É provável que o desalento e suas razões resultem em algum amadurecimento político para parcelas tanto da esquerda como da direita. Assim como a "decepção" de que se queixam ex-admiradores de Aécio Neves. (A reação de ex-petistas é diferente, mais se manifesta como ressentimento algo raivoso). Não se espere, porém, que tal amadurecimento se dê onde mais falta: entre políticos e empresários perceptíveis, dois segmentos sociais que se igualam e se associam na mesma recusa a ver e agir além do próprio interesse material.
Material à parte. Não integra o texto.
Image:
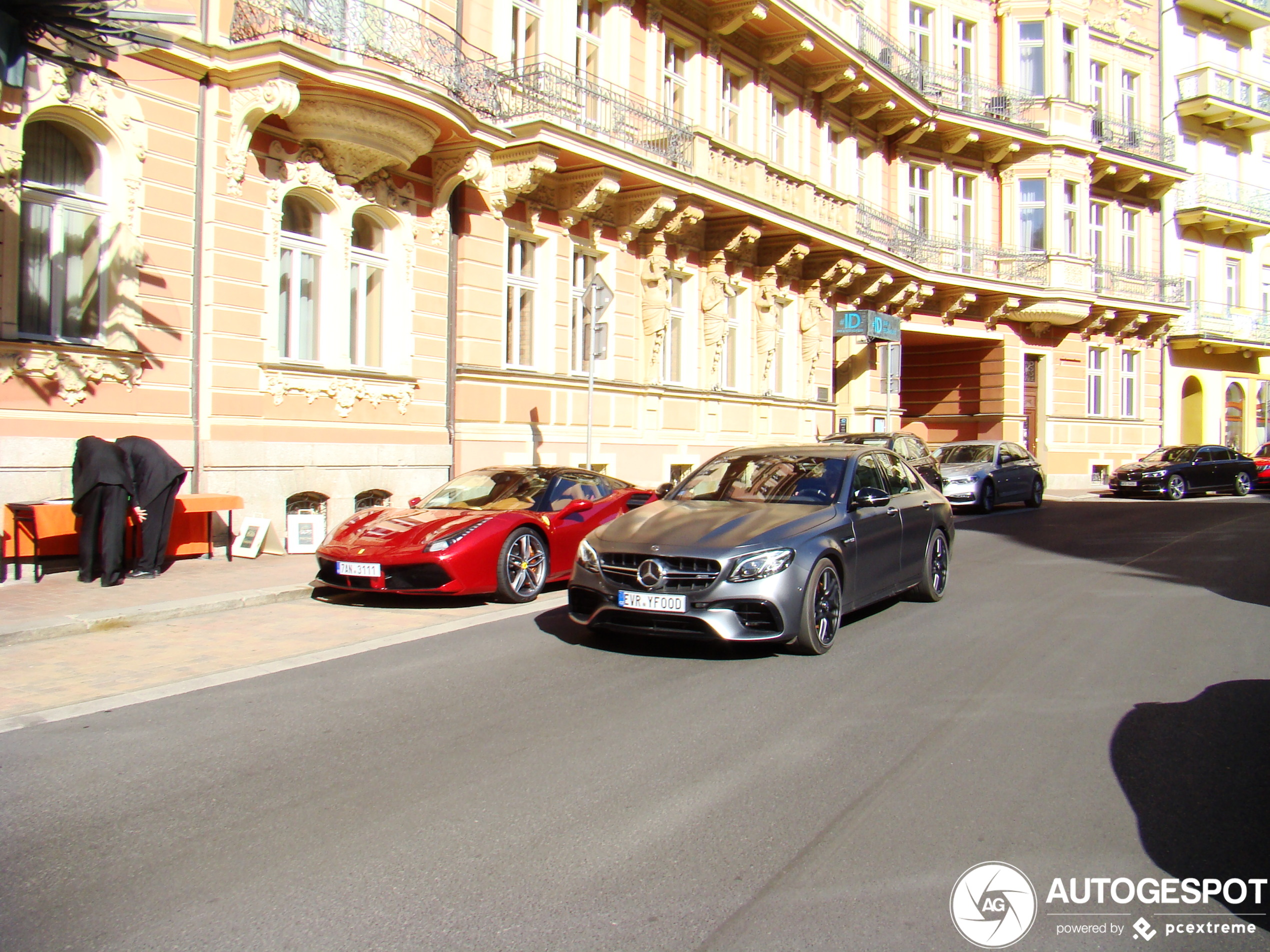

Se o julgamento no TSE deu em alguma coisa, deve-se a Gilmar Mendes. Sua obra de demolição progressiva do respeito público pela Justiça não inovou no seu método –o escárnio agressivo, como arma do facciosismo. Mas criou ali um risco para os seus colegas no Supremo Tribunal Federal. O novo pedido de impeachment de Gilmar Mendes foi preparado para dirigir-se, desta vez, ao STF. O primeiro foi dirigido, como devia ser, ao Senado, onde Renan Calheiros representou a covardia da Casa e o engavetou. A nova destinação é uma beira de abismo para os colegas de Gilmar Mendes.
Os autores do pedido são Cláudio Fontelles e Marcelo Neves. Este, professor de direito da Universidade de Brasília. O primeiro é o ex-procurador-geral da República que reinaugurou a decência na Procuradoria Geral, seguindo-se a Geraldo Brindeiro, o "engavetador-geral" nomeado e mantido por Fernando Henrique.
Fontelles, que recusou a reeleição porque no passado defendera o rodízio rígido, desfruta de alto prestígio na classe jurídica por sua honorabilidade e pelo saber. É notório que não está se lançando em leviandade.
Um processo de impeachment não é, porém, coisa esperável no Supremo dos nossos dias. Até para a mera admissão do pedido, considerada a proximidade intelectual da presidente Cármen Lúcia a Gilmar Mendes. Além disso, a índole dominante no conjunto de ministros é a de pessoas acima de qualquer restrição, por mais que um ou outro dos juízes derrube, em visões externas, a autoconsagração.
Se aceitar o processo de impeachment seria um despropósito para os colegas de Gilmar Mendes, repeli-lo, a priori ou por decisão final, seria desastroso. Do ponto de vista mais objetivo, são inúmeras as provas de conduta imprópria desse ministro que se considera acima de todo regramento. E das maneiras pessoais civilizadas –sobretudo se recomendadas pela ética da magistratura.
A par daquele cadastro factual, prevalece na opinião pública, por iniciativa do próprio Gilmar Mendes, a convicção de sua incompatibilidade com a função. E não se vislumbra defesa possível para as atitudes que formaram tal convicção e, muito menos, para convencer a opinião pública. Admitir o processo será um martírio; recusá-lo leva ao risco de estender ao Supremo o conceito hoje ostentado pelo TSE.
O Supremo está à porta do seu momento mais difícil. Seus últimos presidentes quiseram assim, preferindo curvar-se, omissos, aos desafios de Gilmar Mendes.